Sono stati presentati a Dolceacqua e online in live streaming su Facebook e YouTube i primi incoraggianti risultati delle sperimentazioni del Progetto di cooperazione CSOT (Nuove strategie di trasformazione e conservazione degli standard qualitativi nell’oliva Taggiasca in salamoia) per determinare nuove tecniche per la deamarizzazione delle olive. Il Progetto CSOT è realizzato nell’ambito della Misura 16.02 “Supporto per progetti pilota e per lo sviluppo di nuovi prodotti, pratiche, processi e tecnologie” del Programma di Sviluppo Rurale 2014-2020 della Regione Liguria. Capofila è Oroliguria, insieme a Dipartimento Agricoltura Unimol (Università degli Studi del Molise-Campobasso), FLORCOOP (ex Frantoio sociale Dol.Va.Pre. scrl) e CIPAT Imperia.
Oltre ad un folto numero di produttori, erano presenti il Prof. Gino Ciafardini, docente di Microbiologia Agraria presso il DiAAA di Campobasso dell’Università del Molise (UNIMOL), Paolo Anselmi, Presidente di Oroliguria, Pasquale Restuccia, Agronomo di CIPAT Imperia, Gianfranco Croese, Presidente Florcoop Sanremo e Stefano Roggerone, Presidente CIA Imperia.
Le strategie tecniche proposte nell’ambito del Progetto CSOT mirano a contenere e a risolvere il grave problema della comparsa del biofilm microbico sulle salamoie delle olive da mensa, microrganismi indesiderati responsabili di gravi alterazioni fisiche e sensoriali del prodotto e dannosi per la salute del consumatore.
In Liguria infatti la trasformazione dell’oliva Taggiasca come oliva da mensa, ad eccezione di pochi casi, viene ancora praticata a livello artigianale, applicando il sistema microbiologico “al naturale” stile Greco, e la deamarizzazione dei frutti, più che come processo biotecnologico, viene intesa empiricamente come sistema di stoccaggio in salamoia delle olive prima di essere consumate, senza che abbiano subito nessun controllo di processo.

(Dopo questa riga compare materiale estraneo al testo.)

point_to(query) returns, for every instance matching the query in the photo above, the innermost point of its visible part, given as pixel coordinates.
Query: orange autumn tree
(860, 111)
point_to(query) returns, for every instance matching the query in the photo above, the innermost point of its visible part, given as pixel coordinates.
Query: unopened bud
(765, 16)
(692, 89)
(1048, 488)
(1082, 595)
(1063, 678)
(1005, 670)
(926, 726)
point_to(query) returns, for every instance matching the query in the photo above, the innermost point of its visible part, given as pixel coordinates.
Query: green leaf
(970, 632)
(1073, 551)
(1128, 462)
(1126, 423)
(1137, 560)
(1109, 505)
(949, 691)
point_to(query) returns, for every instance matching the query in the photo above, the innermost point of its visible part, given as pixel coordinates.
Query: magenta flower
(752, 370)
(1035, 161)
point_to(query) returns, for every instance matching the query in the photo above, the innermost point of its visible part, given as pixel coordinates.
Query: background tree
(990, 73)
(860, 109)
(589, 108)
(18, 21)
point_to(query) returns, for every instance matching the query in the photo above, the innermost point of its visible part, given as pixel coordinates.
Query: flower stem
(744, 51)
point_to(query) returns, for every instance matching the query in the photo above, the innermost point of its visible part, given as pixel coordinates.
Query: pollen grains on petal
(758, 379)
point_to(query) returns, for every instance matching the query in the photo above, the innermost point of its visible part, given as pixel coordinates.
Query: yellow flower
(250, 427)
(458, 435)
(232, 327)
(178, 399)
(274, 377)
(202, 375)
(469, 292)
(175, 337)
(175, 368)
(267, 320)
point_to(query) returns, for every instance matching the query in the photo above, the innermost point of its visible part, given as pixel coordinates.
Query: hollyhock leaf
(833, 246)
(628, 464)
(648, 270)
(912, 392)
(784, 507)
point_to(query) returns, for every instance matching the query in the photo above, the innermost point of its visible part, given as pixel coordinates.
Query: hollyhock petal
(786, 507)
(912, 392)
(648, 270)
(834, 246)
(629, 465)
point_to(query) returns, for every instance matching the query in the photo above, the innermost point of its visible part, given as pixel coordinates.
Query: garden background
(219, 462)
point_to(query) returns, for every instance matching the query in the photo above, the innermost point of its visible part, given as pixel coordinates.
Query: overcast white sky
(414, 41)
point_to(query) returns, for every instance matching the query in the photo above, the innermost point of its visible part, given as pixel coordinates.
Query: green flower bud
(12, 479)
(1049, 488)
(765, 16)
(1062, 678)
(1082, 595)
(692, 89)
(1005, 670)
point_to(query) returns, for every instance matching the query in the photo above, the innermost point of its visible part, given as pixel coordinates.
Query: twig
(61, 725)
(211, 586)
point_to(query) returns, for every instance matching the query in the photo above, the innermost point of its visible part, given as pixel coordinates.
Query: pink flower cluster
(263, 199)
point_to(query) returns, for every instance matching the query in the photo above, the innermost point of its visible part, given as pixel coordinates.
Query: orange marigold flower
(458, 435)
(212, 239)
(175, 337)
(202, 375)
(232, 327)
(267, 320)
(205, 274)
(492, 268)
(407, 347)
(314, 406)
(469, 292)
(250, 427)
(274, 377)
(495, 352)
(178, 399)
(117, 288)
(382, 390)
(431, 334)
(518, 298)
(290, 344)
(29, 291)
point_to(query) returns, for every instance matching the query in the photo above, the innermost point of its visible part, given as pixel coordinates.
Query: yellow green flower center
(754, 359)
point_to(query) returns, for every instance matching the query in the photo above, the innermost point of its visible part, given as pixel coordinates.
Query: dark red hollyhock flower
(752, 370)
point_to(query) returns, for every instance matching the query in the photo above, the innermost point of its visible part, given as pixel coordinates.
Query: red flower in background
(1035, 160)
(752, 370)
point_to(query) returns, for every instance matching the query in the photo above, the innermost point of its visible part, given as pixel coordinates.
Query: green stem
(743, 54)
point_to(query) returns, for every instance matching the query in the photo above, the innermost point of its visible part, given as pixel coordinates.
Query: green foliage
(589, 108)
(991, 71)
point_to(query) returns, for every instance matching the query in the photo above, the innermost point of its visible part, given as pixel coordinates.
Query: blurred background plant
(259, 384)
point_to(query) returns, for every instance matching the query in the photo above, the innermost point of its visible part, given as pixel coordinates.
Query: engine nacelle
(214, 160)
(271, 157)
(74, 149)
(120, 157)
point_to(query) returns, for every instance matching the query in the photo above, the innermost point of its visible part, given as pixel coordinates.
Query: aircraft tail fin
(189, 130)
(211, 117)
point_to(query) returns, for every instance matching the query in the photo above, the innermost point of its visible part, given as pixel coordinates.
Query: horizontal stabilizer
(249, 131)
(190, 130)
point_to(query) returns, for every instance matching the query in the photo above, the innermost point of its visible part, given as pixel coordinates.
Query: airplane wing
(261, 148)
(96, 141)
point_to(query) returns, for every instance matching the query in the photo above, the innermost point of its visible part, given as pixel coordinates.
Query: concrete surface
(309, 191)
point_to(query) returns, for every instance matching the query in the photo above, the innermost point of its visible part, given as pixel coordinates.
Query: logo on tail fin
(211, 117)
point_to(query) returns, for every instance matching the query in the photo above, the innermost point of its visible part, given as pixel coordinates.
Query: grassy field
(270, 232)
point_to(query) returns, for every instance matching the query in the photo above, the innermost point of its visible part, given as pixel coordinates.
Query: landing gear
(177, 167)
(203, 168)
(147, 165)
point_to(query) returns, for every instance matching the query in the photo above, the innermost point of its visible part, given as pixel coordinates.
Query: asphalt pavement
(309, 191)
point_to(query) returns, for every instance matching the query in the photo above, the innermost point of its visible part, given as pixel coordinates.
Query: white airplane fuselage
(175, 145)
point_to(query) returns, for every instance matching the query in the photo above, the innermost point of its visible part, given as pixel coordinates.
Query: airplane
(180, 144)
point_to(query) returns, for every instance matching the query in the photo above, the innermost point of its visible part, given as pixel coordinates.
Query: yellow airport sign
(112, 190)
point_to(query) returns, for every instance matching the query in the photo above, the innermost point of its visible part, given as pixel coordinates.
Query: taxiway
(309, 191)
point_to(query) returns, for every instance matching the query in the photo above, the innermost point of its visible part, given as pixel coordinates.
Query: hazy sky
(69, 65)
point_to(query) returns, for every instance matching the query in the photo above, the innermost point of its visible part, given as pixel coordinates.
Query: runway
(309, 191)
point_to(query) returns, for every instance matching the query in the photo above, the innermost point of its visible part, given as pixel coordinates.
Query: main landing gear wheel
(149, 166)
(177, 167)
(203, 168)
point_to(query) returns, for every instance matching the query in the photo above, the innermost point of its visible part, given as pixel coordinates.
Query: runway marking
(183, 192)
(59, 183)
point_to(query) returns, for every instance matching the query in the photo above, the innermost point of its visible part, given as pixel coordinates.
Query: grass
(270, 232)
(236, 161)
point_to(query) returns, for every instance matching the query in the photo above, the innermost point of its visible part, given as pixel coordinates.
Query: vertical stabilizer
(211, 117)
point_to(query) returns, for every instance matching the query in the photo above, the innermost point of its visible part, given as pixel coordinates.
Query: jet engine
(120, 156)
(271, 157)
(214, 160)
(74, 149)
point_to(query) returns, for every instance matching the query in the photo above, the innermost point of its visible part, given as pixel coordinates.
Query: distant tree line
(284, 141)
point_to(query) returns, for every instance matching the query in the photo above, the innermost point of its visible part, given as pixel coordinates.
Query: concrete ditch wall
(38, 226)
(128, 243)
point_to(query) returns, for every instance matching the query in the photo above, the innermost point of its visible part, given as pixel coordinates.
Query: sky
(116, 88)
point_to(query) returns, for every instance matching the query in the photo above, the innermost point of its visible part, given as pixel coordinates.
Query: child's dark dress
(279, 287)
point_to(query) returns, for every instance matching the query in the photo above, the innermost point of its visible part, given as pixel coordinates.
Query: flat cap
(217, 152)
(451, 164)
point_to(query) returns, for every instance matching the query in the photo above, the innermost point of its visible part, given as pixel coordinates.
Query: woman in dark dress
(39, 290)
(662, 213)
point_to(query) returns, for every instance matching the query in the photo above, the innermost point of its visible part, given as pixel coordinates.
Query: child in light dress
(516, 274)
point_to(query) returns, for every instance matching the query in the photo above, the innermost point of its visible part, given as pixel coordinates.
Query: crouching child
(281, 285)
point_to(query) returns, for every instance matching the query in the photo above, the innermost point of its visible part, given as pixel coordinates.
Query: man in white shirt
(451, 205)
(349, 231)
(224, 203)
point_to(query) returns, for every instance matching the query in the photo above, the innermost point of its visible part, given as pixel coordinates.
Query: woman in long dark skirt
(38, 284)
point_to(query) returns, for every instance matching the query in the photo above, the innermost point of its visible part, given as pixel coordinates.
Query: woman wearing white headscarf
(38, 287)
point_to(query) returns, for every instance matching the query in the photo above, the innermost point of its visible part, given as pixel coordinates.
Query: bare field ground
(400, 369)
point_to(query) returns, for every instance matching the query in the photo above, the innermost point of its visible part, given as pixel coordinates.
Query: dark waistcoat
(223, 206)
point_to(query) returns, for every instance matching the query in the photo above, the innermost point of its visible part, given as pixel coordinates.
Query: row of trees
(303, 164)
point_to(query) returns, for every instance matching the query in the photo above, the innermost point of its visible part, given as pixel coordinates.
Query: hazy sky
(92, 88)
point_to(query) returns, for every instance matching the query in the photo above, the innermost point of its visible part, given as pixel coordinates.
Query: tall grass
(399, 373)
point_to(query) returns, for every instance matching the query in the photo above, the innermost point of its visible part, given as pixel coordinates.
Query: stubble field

Ne consegue che nelle salamoie con le olive si innescano fermentazioni spontanee che, se non gestite in maniera appropriata, favoriscono la crescita di lieviti filmogeni e di muffe dannose, responsabili di alterazioni quali il rammollimento della polpa delle olive e la comparsa di gusti sgradevoli.
L’approccio tecnico-scientifico del Progetto CSOT è quello di creare le condizioni di anaerobiosi nei fermentatori (fusti di plastica con le olive in salamoia), sfruttando diverse strategie tecniche, supportate da risultati scientifici ottenuti in laboratorio, adatte alle piccole e medio aziende. Per impedire la crescita del biofilm microbico dannoso per le olive Taggiasche in salamoia sono stati previsti l’impiego di prototipi sperimentali di “gas bag” e di prototipi di “fusti incamiciati” capaci di impedire la crescita del biofilm microbico sulle salamoie dell’oliva Taggiasca.
I risultati del primo anno di sperimentazioni sono estremamente incoraggianti e, se saranno confermati al termine del secondo anno, potranno determinare nuovi scenari per la produzione e la commercializzazione dell’oliva Taggiasca in salamoia. In particolare, la presenza di biofilm nei fermentatori incamiciati è pari a 0%, mentre in quelli non incamiciati risulta ridotta del 80% nei fusti muniti di spioncino e del 69% nei fusti privi di spioncino.